Cidade Velha não tem sido valorizada a nível de inscrição de verbas no OE para a sua recuperação – ministro 

Cidade da Praia, 26 Jun (Inforpress) – O ministro da Cultura e das Indústrias Criativas (MCIC), Abraão Vicente disse hoje que a Cidade Velha, enquanto Património Mundial não tem sido valorizado a nível de inscrição de verbas no Orçamento do Estado (OE) para a sua recuperação.

“A partir do momento em que a Cidade Velha foi classificada como património da humanidade, deveria haver obrigatoriamente uma verba no OE para a sua preservação e melhoramento”, defendeu hoje o governante no âmbito das comemorações alusivas ao 8º aniversário da elevação da Cidade Velha a Património Mundial.

Segundo o ministro “tem faltado ao longo dos anos uma planificação no sentido de se perceber a Cidade Velha como um assunto do Estado e não do MCIC e do Instituto do Património Cultural (IPC)”.

O ministro informou que o MCIC já apresentou ao primeiro-ministro e ao ministro das Finanças “projectos concretos” para a recuperação de alguns patrimónios históricos da Cidade Velha, nomeadamente a Igreja de Nossa Senhora do Rosário, do Convento de São Francisco.

Também foi apresentado um projecto da Rua Calhau visando a sua valorização através da criação de pequenos postos de venda de produtos turísticos, informou o ministro aos jornalistas.

Projectos para vedação da Sé Catedral, projecto para sensibilização da população, são ainda outras propostas do Ministério da Cultura e das Indústrias Criativas anunciadas por Abraão Vicente que destacou ainda a necessidade de se “reflectir verdadeiramente” sobre a importância que Cabo Verde dá a Cidade Velha.

Na última visita técnica da UNESCO ficou claro que a Cidade Velha não corre o risco de perder o título, mas é preciso o investimento para a valorização do seu potencial turístico”, salientou o ministro, sublinhando que o sítio é um património da humanidade e que enquanto potencial turístico deve vir nas prioridades nacionais antes de Santa Maria, do Mindelo e da Boa Vista”.

Comemora-se esta segunda-feira, 26, o 8º aniversário da elevação da Cidade Velha a Património Mundial pela UNESCO.

A Cidade Velha, que dista cerca de 15 quilômetros da Cidade da Praia, foi declarada Património Mundial da Humanidade no dia 26 de junho de 2009, numa decisão da UNESCO, órgão da União das Nações Unidas (ONU) que cuida da educação e da cultura.

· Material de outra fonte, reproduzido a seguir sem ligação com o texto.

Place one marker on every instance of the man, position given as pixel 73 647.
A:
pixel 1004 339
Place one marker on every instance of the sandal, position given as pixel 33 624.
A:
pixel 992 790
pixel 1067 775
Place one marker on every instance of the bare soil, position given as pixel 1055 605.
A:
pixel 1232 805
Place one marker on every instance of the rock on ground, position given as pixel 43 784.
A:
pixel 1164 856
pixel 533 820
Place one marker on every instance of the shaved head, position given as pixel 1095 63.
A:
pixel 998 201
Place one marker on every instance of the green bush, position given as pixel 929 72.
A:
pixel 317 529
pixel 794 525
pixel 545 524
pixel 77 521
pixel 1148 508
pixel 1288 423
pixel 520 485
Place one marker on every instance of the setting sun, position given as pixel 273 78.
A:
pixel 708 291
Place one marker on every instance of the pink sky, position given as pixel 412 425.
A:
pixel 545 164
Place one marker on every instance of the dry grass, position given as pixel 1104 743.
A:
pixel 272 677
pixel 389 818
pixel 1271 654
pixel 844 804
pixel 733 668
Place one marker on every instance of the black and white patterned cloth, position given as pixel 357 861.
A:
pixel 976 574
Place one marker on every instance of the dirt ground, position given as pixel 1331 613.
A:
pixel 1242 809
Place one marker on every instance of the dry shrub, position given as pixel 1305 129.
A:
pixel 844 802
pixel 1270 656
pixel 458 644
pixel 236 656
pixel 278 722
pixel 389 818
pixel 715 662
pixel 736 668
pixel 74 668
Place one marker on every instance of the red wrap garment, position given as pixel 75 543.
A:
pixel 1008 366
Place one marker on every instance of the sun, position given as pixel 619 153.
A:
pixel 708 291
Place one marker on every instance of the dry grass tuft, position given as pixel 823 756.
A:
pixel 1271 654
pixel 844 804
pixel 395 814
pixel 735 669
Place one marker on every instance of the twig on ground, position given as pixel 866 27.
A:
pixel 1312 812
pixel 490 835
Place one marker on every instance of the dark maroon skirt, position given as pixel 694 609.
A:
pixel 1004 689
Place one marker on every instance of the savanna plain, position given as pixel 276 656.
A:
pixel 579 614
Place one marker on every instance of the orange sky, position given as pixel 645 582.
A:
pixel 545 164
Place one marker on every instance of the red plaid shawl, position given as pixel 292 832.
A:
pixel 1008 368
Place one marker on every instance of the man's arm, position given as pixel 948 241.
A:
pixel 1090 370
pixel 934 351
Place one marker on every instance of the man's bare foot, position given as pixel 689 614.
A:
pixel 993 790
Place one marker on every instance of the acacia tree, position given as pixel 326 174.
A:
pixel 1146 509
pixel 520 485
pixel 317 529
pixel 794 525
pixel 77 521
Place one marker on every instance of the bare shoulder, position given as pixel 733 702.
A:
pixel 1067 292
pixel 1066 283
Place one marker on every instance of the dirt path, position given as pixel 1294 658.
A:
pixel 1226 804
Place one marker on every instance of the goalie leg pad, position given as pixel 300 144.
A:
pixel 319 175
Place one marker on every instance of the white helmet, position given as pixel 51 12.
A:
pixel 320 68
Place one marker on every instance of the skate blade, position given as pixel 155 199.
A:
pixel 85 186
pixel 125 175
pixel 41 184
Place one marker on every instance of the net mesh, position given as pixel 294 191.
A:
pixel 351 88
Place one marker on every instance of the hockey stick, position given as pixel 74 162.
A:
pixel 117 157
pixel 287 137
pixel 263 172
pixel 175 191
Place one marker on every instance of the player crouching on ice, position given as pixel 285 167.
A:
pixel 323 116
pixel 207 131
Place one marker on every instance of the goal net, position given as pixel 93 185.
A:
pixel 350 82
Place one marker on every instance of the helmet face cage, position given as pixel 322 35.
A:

Para assinalar a data, o MCIC, a Comissão Nacional da Unesco (CNU), a Câmara Municipal da Ribeira Grande de Santiago (CMRGS), a Paróquia de Cidade Velha e as Associações Comunitárias (Sphaera Mundi, Batucadeiras “Nos Eransa”) organizaram um conjunto de actividades direcionadas à comunidade estudantil e universitária e comunidades.

A realização de palestras no liceu e na Universidade de Cabo Verde cujo tema versa “O 8º Aniversário da Classificação da Cidade Velha. Os desafios da sua gestão” e “Cidade Velha e seus monumentos”, são algumas das actividades constantes no programa de comemoração.

Do programa constam também a apresentação e projecção de um filme sobre a Tabanka, enquanto Património Imaterial, feira de degustação de produtos tradicionais, uma visita com os alunos do município subordinada ao tema “Cidade Velha: Estórias e memórias, Tesouros Humanos Vivos”.

De acordo com um comunicado da organização, mais do que uma visita tradicional, centrada na história da Cidade Velha e seus monumentos, “a iniciativa pretende envolver e valorizar as vivências dos portadores de memória da Cidade Velha, evidenciando as lembranças menos conhecidas do sítio, enquanto espaço dessas vivências”.

A exposição sobre “Fomes em Cabo Verde: Causas e efeitos- 1580-1949”, exposição de livros sobre Cidade Velha, Animação Cultural CMRGS Largo do Pelourinho são ainda entre outras actividades programadas para assinalar a efeméride.